MNIST classification with PyTorch, comparing federated model vs model trained locally¶

Overview of the tutorial:

In this tutorial, we are going to compare Federated models created through Fed-BioMed framework and a model trained locally (through LocalJob function provided by Fed-BioMed). To this end, we will re-use the model trained in the first PyTorch tutorial: MNIST basic Example and compare it to a model trained locally. Thus it is recommanded to run this first tutorial before this one.

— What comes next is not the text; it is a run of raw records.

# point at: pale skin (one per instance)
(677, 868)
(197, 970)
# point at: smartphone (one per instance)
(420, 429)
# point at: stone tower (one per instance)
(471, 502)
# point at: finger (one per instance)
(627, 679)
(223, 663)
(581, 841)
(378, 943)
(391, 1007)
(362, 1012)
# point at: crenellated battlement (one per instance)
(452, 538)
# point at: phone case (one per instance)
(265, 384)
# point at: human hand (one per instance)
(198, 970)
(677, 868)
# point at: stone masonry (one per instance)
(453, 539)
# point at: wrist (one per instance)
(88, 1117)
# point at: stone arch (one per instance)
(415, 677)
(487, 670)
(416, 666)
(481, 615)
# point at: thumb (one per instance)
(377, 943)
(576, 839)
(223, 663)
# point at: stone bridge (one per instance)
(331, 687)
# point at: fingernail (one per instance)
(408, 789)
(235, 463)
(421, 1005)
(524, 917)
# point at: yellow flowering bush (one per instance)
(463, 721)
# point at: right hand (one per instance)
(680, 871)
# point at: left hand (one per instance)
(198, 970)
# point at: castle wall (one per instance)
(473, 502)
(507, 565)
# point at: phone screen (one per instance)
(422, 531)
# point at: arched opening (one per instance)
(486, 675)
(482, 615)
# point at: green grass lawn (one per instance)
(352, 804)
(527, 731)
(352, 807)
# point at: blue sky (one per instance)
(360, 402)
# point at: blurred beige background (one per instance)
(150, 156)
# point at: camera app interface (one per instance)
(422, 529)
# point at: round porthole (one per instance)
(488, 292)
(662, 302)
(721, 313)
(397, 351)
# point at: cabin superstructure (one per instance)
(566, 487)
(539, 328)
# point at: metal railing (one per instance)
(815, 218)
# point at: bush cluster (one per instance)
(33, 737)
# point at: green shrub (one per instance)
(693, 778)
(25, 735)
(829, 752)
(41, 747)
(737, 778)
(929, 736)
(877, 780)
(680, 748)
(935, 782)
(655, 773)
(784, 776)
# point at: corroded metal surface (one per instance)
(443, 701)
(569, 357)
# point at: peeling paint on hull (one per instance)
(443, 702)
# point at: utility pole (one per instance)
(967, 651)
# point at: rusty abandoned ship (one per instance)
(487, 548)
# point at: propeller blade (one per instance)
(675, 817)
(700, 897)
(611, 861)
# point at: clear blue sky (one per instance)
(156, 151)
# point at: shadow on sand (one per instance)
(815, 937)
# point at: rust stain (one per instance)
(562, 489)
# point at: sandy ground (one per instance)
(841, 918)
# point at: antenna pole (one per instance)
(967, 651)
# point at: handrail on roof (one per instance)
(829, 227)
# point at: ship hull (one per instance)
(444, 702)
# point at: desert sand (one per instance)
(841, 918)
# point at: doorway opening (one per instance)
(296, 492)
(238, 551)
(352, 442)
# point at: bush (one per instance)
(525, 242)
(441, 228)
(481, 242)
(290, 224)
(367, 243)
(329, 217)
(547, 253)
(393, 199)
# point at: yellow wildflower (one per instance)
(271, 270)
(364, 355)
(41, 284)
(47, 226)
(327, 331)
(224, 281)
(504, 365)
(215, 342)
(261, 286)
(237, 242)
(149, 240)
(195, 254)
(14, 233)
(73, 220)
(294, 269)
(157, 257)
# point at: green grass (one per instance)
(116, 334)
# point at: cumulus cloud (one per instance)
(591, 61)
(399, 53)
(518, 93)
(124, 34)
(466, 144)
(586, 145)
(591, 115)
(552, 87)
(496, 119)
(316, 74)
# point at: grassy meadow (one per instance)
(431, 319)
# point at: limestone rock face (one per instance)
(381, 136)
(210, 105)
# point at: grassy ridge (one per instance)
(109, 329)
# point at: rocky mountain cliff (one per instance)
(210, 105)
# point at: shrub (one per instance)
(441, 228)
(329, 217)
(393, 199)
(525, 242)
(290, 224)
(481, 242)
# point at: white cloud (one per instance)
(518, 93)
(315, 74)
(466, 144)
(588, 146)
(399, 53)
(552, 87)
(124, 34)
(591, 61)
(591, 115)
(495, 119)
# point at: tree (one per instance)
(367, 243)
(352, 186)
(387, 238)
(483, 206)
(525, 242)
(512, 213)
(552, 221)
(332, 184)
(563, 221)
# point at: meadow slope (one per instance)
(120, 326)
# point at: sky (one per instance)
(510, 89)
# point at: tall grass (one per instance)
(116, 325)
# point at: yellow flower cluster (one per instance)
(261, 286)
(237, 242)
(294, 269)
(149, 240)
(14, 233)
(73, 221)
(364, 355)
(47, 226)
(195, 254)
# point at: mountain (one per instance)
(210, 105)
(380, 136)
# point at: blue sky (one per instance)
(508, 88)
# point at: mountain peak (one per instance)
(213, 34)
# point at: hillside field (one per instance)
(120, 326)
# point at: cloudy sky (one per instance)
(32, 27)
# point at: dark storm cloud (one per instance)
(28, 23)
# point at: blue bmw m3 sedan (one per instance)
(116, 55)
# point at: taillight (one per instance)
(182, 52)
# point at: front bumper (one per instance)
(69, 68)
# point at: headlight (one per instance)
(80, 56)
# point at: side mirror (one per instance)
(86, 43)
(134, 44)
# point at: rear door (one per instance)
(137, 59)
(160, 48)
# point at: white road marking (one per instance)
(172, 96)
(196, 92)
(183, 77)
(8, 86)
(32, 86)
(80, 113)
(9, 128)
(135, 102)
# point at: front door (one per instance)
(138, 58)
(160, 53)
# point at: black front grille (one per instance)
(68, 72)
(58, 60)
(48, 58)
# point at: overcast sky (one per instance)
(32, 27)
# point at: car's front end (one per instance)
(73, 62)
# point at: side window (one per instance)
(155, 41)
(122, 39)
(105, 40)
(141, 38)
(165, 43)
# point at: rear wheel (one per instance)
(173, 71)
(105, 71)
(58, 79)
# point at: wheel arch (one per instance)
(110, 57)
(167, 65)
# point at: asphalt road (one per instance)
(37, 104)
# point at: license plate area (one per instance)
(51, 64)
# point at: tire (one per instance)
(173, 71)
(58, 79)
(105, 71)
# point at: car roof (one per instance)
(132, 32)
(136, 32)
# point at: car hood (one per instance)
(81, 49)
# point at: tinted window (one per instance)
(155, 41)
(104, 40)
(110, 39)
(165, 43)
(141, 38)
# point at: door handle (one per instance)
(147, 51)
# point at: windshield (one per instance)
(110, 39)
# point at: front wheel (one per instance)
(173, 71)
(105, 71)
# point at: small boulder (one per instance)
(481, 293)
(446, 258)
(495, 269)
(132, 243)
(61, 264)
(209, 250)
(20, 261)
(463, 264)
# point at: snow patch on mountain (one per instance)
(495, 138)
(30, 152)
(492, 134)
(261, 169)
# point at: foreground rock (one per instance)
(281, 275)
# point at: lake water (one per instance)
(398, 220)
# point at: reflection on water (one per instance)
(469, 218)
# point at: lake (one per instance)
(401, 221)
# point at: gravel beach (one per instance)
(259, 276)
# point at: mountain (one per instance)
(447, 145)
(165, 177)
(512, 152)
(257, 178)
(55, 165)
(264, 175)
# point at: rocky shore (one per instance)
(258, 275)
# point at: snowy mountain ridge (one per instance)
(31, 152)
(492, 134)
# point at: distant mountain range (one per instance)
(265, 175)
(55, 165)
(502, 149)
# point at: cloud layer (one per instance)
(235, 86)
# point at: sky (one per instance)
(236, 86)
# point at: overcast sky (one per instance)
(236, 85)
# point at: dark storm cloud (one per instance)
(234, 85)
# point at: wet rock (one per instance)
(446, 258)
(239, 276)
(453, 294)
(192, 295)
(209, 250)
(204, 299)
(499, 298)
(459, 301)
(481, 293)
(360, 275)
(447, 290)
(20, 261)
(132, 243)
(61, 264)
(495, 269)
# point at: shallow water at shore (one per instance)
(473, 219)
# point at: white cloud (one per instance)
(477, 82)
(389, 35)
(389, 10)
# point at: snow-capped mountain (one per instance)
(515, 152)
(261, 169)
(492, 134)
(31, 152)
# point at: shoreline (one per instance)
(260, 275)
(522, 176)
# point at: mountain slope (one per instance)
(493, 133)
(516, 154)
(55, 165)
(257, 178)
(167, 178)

At the end of this tutorial, you will learn:

how to train a model in Pytorch designed for Fed-BioMed locally
how to evaluate both models

HINT : to reload the notebook, please click on the following button:

Kernel -> Restart and clear Output

0. Clean your environments¶

Before executing notebook and starting nodes, it is safer to remove all configuration scripts automatically generated by Fed-BioMed. To do so, enter the following in a terminal:

source ${FEDBIOMED_DIR}/scripts/fedbiomed_environment clean

Note: ${FEDBIOMED_DIR} is a path relative to based directory of the cloned Fed-BioMed repository. You can set it by running command export FEDBIOMED_DIR=/path/to/fedbiomed. This is not required for Fed-BioMed to work but enables you to run the tutorials more easily.

1. Configuring Nodes¶

In this tutorial, you will learn how to train your model with a single Fed-BioMed node. Thus, we need to configure a node and add MNIST dataset to it. Node configuration steps require fedbiomed-node conda environment. Please make sure that you have the necessary conda environment: this is explained in the installation tutorial. You can check your environment by running the following command.

$ conda env list

If you have all Fed-BioMed environments you are ready to go for the node configuration steps.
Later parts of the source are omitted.